Mourir rapidement et sans avoir le temps de s’en rendre compte serait plutôt devenu la seule chose désirable dans un jeu dont on ne choisit pas la fin. (Marie Julliard/Hans Lucas. AFP)
par Michaël Fœssel, professeur de philosophie à l’Ecole polytechnique
publié le 24 avril 2025 à 6h45

«Mort soudaine seule à craindre, et c’est pourquoi les confesseurs demeurent chez les grands.» En écrivant cette phrase dans ses Pensées, Pascal (1623-1662) décrit assez bien le rapport avec la mort qui, encore au XVIIe siècle, caractérisait une société dominée par la religion. La présence de confesseurs au domicile des grands de ce monde était le symptôme d’une angoisse liée au salut : celle de mourir sans avoir eu le temps d’avouer ses fautes. De ce point de vue, une longue souffrance était préférable à une mort «soudaine» et rapide, car elle permettait au mourant de régler ses comptes avec Dieu. Pour Pascal, comme pour tout chrétien, la mort n’est pas une fin absolue, mais un passage vers le Jugement. Mieux vaut avoir le temps de s’y préparer.

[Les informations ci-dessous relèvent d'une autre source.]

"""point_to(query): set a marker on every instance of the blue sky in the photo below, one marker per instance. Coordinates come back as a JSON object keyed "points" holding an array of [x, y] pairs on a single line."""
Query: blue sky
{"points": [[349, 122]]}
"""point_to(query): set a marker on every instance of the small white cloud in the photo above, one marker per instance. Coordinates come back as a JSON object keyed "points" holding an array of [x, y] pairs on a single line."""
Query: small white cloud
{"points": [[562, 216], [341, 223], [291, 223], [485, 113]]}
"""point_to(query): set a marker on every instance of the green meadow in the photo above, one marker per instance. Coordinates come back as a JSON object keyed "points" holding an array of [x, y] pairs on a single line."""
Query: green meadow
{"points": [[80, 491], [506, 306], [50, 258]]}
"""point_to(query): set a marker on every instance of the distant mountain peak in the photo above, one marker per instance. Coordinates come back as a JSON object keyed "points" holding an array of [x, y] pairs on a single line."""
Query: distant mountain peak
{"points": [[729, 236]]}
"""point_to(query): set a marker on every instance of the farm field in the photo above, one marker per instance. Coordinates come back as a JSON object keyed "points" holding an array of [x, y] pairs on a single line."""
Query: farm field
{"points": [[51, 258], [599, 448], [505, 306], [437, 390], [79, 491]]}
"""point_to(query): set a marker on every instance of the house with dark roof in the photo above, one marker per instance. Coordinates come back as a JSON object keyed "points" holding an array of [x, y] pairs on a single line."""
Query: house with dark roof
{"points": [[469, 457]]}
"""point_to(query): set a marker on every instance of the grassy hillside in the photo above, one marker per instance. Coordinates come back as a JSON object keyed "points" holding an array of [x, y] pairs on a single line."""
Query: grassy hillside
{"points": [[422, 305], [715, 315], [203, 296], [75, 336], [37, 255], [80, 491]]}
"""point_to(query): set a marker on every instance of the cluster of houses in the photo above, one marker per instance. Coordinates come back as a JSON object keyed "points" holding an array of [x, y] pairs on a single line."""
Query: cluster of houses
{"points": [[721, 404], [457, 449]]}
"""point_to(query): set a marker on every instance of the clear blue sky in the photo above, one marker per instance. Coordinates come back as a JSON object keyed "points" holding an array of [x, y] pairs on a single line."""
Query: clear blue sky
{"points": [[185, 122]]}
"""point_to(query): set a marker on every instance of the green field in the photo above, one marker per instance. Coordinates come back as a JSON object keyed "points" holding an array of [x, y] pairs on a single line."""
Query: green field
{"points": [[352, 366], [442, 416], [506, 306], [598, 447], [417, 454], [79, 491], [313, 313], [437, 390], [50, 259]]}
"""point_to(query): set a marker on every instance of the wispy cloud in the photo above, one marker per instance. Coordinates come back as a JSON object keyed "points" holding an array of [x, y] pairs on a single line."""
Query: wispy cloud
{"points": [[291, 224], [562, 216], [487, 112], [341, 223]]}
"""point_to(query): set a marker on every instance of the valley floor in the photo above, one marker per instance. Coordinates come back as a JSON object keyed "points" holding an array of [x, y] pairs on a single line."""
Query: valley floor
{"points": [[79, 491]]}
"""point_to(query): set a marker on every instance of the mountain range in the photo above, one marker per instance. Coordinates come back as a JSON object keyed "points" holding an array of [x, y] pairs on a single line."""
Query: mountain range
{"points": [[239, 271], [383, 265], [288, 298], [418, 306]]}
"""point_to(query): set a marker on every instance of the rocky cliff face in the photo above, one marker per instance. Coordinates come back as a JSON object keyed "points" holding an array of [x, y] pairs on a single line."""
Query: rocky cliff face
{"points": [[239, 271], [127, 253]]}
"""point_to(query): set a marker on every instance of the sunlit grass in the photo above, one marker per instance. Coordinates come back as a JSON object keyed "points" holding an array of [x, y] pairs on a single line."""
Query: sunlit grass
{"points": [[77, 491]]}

La «mort soudaine» n’est pas la plus à craindre

Les projets de loi sur la fin de vie qui viendront bientôt en discussion au Parlement montrent à quel point nous sommes loin, aujourd’hui, de penser que la «mort soudaine» est la plus à craindre. Mourir rapidement et sans avoir le temps de s’en rendre compte serait plutôt devenu la seule chose désirable dans un jeu dont on ne choisit pas la fin. C’est le temps d’avant la mort qui éveille pour nous les pires angoisses parce qu’il peut être fait de souffrances et de dérélictions qui ne sauvent plus de rien. Nous sommes sortis, et c’est une bonne chose, du dolorisme qui rend suspecte une mort qui n’a pas été précédée d’une longue pénitence.